The press has hurled just about every possible charge at Donald Trump. Now there’s a new accusation: cyberbully.

It’s true that Trump picks more public fights than just about anyone who’s ever ascended to the highest office in the land. It’s also true that when punched, he punches back harder.

So it was that the New York Times published a story with this headline: “Trump as Cyberbully-in-Chief? Twitter Attack on Union Boss Draws Fire.”

Now maybe it wasn’t the greatest idea for Trump to unsheathe his Twitter account against Chuck Jones, president of a steelworkers union in Indiana. Such digital assaults tend to generate plenty of online abuse and death threats aimed at the target, as they did in this case.

Therefore, the Times intoned, “Mr. Trump’s decision to single out Mr. Jones for ridicule has drawn condemnation from historians and White House veterans.”

But let’s be clear on the timeline here.

After Trump made the deal with Carrier to use tax breaks to save what he said were 1,100 jobs slated for Mexico, Jones charged that his numbers were overstated by several hundred.

What’s more, he told the Washington Post, Trump “lied his ass off.”

Jones, who voted for Hillary Clinton, said Trump and Mike Pence “pulled a dog and pony show on the numbers…I almost threw up in my mouth.”

Then Jones went on Erin Burnett’s CNN show and said some workers were being betrayed: “So, those folks probably had to think, okay, I'm keeping my job. Only to find out last Friday, well, no, there are 550 being laid off. Now, that never was mentioned by anybody. Trump, Pence or any of them never mentioned about 550 moving to Mexico.”

Minutes later, Trump tweeted this:

“Chuck Jones, who is President of United Steelworkers 1999, has done a terrible job representing workers. No wonder companies flee country!”

Whether that was a good idea or not, he hardly struck the first blow.

Jones now says he takes Trump’s comments with a grain of salt and stresses that he’s just an ordinary working guy.

The transition has produced a whole lot of journalistic tut-tutting about Trump going on offense: Against Boeing and its Air Force One contract.
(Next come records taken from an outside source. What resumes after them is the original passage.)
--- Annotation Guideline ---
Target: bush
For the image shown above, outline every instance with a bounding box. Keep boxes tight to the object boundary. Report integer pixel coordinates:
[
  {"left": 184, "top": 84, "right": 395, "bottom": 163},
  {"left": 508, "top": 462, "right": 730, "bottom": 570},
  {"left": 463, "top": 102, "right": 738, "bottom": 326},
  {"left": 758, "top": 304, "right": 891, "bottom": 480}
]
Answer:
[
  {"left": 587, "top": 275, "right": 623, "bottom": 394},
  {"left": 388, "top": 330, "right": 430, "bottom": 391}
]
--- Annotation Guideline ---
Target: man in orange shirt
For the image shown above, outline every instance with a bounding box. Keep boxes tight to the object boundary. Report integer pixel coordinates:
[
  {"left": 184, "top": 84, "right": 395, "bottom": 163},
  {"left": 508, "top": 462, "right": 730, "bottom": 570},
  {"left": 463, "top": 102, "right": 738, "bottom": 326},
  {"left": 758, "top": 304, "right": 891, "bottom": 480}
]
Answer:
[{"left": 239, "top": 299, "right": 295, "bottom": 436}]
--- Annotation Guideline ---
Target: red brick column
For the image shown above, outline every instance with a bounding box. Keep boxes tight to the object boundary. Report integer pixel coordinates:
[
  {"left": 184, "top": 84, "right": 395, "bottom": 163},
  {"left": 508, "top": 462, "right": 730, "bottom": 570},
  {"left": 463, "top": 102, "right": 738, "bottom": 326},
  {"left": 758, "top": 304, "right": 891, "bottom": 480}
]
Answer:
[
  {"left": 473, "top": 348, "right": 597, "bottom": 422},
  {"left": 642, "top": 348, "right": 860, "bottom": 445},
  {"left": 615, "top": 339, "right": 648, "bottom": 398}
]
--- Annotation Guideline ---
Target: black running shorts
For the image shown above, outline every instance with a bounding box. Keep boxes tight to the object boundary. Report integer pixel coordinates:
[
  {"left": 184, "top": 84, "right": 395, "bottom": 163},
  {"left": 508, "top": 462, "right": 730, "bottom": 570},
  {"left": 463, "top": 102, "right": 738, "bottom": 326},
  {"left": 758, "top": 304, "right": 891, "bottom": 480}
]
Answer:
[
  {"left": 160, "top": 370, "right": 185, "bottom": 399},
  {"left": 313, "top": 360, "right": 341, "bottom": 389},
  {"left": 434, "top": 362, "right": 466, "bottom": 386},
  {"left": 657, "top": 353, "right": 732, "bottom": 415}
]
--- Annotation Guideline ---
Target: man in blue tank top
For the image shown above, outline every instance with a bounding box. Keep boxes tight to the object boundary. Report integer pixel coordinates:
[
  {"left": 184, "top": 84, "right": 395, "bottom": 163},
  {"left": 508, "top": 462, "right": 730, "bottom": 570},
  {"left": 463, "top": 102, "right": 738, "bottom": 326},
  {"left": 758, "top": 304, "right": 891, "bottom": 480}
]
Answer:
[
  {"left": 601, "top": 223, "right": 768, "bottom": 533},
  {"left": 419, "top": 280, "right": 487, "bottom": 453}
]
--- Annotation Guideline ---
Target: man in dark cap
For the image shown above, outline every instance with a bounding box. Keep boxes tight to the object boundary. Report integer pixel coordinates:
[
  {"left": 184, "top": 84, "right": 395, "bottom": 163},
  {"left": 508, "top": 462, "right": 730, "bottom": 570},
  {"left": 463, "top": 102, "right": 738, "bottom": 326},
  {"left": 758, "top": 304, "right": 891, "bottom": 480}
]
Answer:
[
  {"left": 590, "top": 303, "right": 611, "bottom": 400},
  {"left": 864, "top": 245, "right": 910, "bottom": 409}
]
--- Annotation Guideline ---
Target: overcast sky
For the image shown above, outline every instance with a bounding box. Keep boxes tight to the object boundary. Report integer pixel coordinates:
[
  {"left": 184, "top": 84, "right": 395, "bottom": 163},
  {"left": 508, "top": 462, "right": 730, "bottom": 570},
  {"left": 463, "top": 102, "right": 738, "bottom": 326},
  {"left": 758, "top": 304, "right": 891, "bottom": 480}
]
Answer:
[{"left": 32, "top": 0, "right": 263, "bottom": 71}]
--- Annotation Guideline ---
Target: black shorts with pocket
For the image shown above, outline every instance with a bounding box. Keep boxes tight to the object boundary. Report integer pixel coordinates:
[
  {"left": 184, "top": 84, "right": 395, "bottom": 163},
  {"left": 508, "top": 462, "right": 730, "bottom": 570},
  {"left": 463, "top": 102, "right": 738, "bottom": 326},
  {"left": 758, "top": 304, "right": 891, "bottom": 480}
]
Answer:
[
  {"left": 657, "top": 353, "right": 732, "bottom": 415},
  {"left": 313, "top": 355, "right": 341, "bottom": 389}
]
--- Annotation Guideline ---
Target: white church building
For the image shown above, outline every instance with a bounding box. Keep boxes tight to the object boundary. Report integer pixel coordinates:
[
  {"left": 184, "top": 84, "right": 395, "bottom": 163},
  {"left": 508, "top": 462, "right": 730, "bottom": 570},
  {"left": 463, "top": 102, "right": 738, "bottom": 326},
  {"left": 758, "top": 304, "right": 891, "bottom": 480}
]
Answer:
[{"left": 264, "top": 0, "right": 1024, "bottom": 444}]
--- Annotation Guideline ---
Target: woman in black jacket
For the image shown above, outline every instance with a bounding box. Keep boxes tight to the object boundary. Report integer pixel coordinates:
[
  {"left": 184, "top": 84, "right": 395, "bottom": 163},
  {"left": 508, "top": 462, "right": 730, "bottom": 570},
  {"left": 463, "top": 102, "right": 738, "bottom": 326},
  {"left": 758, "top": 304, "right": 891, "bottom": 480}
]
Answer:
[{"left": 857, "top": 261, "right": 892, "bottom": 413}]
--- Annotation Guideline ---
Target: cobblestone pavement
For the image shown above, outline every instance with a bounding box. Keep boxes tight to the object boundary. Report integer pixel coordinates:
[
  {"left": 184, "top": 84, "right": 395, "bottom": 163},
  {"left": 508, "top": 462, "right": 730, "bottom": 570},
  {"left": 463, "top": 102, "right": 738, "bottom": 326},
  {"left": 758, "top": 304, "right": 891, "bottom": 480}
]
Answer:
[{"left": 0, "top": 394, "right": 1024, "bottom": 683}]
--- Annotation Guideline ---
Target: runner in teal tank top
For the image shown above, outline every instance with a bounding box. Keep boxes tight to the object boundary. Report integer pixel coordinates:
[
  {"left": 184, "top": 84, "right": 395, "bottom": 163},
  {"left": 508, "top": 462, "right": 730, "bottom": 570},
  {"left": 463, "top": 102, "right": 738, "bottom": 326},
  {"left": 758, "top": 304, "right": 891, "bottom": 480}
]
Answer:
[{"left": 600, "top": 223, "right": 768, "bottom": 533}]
Against another Indiana company threatening to ship jobs to Mexico. Against the media, of course. Even against Alec Baldwin.

I get critics saying that he’s punching down. But every president brings his own style. Trump makes everything personal. He’s been doing that since his feud with Rosie O’Donnell.

Another president-elect might have ordered a review of the Boeing plane deal. Trump says “Cancel the order!” Whether the contract is eventually axed or just negotiated downward isn’t the point. By then he’ll be on to other controversies.

Wall Street Journal columnist Dan Henninger says he’s a performance artist. Kinda like Lady Gaga.

“Anti-Trumpers will say: Precisely. We can't have a performance artist as president of the United States. That's irrelevant now.

“In four years it may be possible to say that making a performance artist president was a mistake. But that will only be true if he fails. If the Trump method succeeds, even reasonably so, it will be important to understand his art from the start. So far, the media and the comedians are stuck in pre-Trump consciousness.”

I worry, in this age of online abuse, about the impact of Trump singling out people, especially if they’re not major public figures. His wife Melania has expressed concern about online bullying.

The Post has a story about an 18-year-old college student who asked Trump a skeptical question at a town hall a year ago, saying she didn’t think he was a “friend to women.” He tweeted that she was an “arrogant young woman” and a “plant” by Jeb Bush, and she now says she was flooded with threats, many of a sexual nature.

That was in the heat of a campaign. Trump is president-elect now, and his every syllable has even more impact.

I don’t have a problem with Trump taking on a big corporation or responding to sharp criticism from a union leader. I do think he ought to measure his words carefully, given the size of his megaphone.